A rather comprehensive collection of information on floretions, specifically in the context of Oeis, is Sequences related to floretions.
In essence, most of the "floretion" sequences come from an iterated function that begins with some initial value and produces one integer at each step of the iteration. The floretion algorithms operate on a 16-element quantity that can be thought of a a $4\times 4$ matrix. Such a 16-element quantity is called a floretion. The name is deliberately similar to quaternion, octonion and sedenion because the operations performed with them are similar. (But why doesn't the floretion have its own Wikipedia page?)
If you want to "hear" a floretion, here you go.
The article Structure of the Floretion Group by Richard J. Mathar defines the Floretion Group as the group of order $32$ and GAP catalogue number $49$.
The floretion website has remained totally unchanged for the last six years- this was not due to lack of interest, but more because of my complete change of professions. As of today, I've created a new dokuwiki extending floretions from 2nd (the way they were originally defined) to 4th order, meaning there are now 256 "base vectors" instead of 16. This is all just in the infant stages and can still only be serviced in my free time.
floretion dokuwiki (Wayback Machine)
Floretions themselves are defined in several places (click on the 2nd order tab in the wiki), so I will not go into detail again here. In summary, if Q = {+-i, +-j, +-k, +-e} is the quaternion group, a "base" floretion (of which there are 16) can be written ij, ik, ei, ej, ek, ie, je, ke, ... Examples:
ij * ik = -ei
ij * ee = ij
Upon extending to 4th order floretions, we have 256 base "super floretions" which can be written
eeIJ, eiIJ, jkEJ, ...,
where eeEE
is the unit.
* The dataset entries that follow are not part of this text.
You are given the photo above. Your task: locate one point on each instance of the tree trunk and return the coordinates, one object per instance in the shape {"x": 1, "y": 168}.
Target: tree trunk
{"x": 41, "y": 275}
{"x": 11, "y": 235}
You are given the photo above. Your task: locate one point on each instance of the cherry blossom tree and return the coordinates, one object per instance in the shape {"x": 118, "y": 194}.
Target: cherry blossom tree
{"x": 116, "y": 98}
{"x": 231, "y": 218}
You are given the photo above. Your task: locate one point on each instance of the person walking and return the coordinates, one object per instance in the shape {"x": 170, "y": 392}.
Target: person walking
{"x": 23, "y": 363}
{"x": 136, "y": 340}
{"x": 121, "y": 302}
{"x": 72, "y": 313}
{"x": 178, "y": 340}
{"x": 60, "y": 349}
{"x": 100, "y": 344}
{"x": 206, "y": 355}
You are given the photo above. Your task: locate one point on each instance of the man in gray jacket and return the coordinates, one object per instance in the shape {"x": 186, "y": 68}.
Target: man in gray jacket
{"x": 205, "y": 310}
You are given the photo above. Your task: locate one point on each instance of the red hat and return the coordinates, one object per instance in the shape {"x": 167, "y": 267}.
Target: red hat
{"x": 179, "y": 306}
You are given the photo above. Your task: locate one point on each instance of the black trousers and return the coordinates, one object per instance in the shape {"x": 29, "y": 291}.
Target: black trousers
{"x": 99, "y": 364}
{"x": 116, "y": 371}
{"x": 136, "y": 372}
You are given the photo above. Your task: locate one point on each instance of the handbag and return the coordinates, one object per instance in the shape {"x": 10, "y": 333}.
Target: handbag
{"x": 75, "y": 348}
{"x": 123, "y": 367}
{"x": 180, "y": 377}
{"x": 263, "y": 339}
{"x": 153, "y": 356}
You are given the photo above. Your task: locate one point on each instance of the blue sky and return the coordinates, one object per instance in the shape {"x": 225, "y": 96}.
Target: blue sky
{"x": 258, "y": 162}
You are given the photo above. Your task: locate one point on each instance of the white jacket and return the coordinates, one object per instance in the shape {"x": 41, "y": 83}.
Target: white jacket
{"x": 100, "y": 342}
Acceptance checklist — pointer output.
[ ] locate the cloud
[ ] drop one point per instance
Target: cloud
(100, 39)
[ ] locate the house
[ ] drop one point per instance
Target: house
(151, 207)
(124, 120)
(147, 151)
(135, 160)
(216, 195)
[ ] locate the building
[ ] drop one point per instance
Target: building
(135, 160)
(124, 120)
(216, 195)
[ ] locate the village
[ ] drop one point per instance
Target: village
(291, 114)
Here, the first two letters are always lowercase, next two uppercase. Of course, this notation is not strictly necessary, but since the beginning I've found it helps to read from an optical standpoint.
As for the group itself, where 2nd order floretions are found to be isomorph to the factor space F = Q x Q\{(1,1), (-1,-1)}
, 4th order floretions are isomorph to F x F\{(ee,ee),(-ee,-ee)}
where ee is the unit. This group has 512 elements in total. Note in general when a "4th order floretion" is mentioned, we are not actually referring to the group itself, but to the 4th order floretion algebra over the reals, i.e. some vector
X = a*eeEE + b*eiEE + c*ejEE + ... with real coefficients a, b, c
Example multiplication of base vectors:
ijEK * jeKJ = <(ij*je) | (ek*kj)> = < kj | -ki > = -kjKI
where ij, je, ek, kj
are floretions. The complete multiplication table is given at the above link.
My main motivation is currently to find an equation similar to "Floret's Equation" for 2nd order floretions and to see what form "visual media" takes using both old and new algorithms on 4th order floretions. Currently, I've only included some files for multiplication in the project folder (written in R). However, I have begun to calculate basic algorithms and should be able to release those files very soon (I've also figured out how to "swap" elements but this needs some testing). I would be much obliged to any code reviewers / contributors.
Cheers, Creigh